Problematika "Bebuang" Warga Jogja

Urusan ‘bebuang‘ masih belum menjadi hal utama dalam masyarakat. Buktinya masih banyak orang yang semena-mena terhadap sisa olahan makanan mereka. Padahal hal itu dapat menjadi masalah besar.

Sanitasi memang tidak disebutkan secara eksplisit dalam salah satu kebutuhan primer manusia(sandang, pangan, papan dan pendidikan). Padahal sanitasi seharusnya masuk dalam kebutuhan papan. Papan yang dimaksud juga meliputi kesehatan, kebersihan, kelayakan tempat tinggal, tak terkecuali sanitasi. Urusan BAB ini tidak bisa hanya ‘mandeg’ pada keluarnya tinja dari perut. Harus adanya perlakuan yang benar agar tidak menimbulkan masalah lain. 

Tinja berpotensi menjadi salah satu penyebar penyakit. Dari berbagai jenis bakteri dalam tinja, yang paling dominan adalah E-Colli. E-Colli merupakan salah satu bakteri penyebab diare. Dilaporkan oleh MDGs (Millenium Development Goals) diare menjadi penyebab kedua kematian bayi di Indonesia pada 2007. Bakteri E-Colli ini menjadi akrab dengan warga melalui air minum. Masalahnya adalah kesalahan penempatan septic tank. Idealnya septic tank dibangun minimal berjarak tujuh meter dari sumur. Hal ini dimaksudkan agar  bakteri  tinja tidak mencemari air sumur.

Ekspresi Edisi XXII. Th. XVII. Oktober 2009 pernah melakukan polling terhadap  masalah perjambanan di DIY. Ditemukan 87,2% posisi  jamban masyarakat berada di sekitar  rumah, 2,8% berada di atas kolam, 9,8%% di ats ungai dan sisanya diatas  selokan/parit. Melalui data tersebut dapat dijelaskan bahwa masih ada 15,6% yang BAB di tempat yang tidak sepantasnya. Angka 15,6% merupakan angka yang kecil, namun jika dihitung dengan jumlah masyarakat kota yang mencaai kurang lebih 500.000 jiwa maka masih ada 80.000 penduduk yang BAB di tempat – tempat terbuka.

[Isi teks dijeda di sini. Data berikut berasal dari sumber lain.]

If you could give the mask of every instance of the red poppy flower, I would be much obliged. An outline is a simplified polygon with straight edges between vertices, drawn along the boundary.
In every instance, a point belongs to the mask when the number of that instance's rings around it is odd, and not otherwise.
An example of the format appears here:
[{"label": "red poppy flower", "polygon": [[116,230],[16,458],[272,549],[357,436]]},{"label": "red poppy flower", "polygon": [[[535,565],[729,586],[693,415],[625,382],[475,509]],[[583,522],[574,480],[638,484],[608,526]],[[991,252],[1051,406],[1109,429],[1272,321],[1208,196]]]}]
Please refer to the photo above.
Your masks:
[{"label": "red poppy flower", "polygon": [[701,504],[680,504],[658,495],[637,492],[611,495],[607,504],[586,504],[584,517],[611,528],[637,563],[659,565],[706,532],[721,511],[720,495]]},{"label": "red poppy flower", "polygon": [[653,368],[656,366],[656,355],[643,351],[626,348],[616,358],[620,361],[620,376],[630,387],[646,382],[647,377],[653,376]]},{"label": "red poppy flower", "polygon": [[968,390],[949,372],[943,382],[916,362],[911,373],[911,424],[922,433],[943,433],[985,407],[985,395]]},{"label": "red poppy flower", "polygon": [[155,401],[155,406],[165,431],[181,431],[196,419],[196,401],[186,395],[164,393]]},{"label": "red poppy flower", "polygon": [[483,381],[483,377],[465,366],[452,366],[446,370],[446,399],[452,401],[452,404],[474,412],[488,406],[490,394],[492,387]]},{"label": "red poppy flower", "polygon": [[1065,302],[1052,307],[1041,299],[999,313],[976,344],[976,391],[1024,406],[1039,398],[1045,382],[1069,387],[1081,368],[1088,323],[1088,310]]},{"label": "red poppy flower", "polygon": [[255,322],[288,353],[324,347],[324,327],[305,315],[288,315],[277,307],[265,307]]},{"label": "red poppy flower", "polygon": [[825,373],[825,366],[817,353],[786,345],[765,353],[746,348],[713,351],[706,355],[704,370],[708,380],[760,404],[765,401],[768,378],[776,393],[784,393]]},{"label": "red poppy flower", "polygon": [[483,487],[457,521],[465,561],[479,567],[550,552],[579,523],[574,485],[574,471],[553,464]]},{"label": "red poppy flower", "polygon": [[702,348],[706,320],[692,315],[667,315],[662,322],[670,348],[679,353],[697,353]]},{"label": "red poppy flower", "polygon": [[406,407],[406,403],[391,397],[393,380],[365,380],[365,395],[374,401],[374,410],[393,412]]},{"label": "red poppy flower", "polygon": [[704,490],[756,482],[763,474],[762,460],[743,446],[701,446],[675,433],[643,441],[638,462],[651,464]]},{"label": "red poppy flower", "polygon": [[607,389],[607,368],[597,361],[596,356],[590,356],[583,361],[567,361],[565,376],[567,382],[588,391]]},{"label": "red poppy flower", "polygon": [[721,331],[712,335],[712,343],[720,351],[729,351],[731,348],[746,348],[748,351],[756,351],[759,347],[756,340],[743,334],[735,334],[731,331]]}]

Data tersebut juga mengindikasikan bahwa pembangunan fasilitas sanitasi belum menjadi prioritas warga. Boleh dikatakan warga lebih mementingkan urusan bahan yang masuk perut, alih-alih ampas yang dikeluarkan. Melihat pada kondisi di atas, saya rasa pantas untuk warga Jogja menyerukan  keadaan Yogyakarta Darurat Jamban. 

Sebagai upaya pencegahan dan penyadaran, perlunya bagi pemerintah untuk memanfaatkan media massa. Sebagai salah satu sarana pembentuk opini publik, televisi memiliki hegemoni terhadap pikiran dan opini masyarakat. Pemerintah dapat  memanfaatkan kuasa media sebagai  salah satu cara untuk menanamkan kesadaran dalam sanitasi.

Selain itu, saya juga mengamini salah satu program pemerintah tentang sertifikasi jamban. Sebagaimana sudah dilaksanakan di Kebumen (Ekspresi Edisi XXII. Th. XVII. Oktober 2009 ) Program ini sebagai salah satu sarana motivasi warga untuk tidak BAB sembarangan. Sembarangan yang dimaksud adalah tidak meniggalkan tinja diatas tanah tanpa diisolasi.

Agar program sertifikasi tetap berlanjut, hend aknya pemerintah memberikan reward  kepada desa yang berhasil mendapatkan sertifikasi tersebut. Reward tersebut salah satunya dapat berupa penambahan dana pengelolaan desa.  Hal tersebut agar menjadi motivasi bagi warga untuk tidak melakukan kegiatan BABS.

Selain itu, perlu juga dibangun wc umum di wilayah kota.. Wc umum dapat ditempatkan di tempat-tempat parkir, terminal, taman kota dan tempat umum lainnya. Namun yang perlu diperhatikan adalah kelayakan wc umum tersebut. Pembangunan wc umum tidak bisa dicanangkan hanya sebagai formalitas semata. Harus ada perawatan yang berkelanjutan agar fasilitas itu tetap bersih dan layak pakai. Dengan diadakannya program tersebut, diharapkan kebiasan BABS yang hampir membudaya tidak menjadi hal yang lumrah. Selain itu, pengelolaan sanitasi yang baik dapat mereduksi penyebaran penyakit melalui tinja.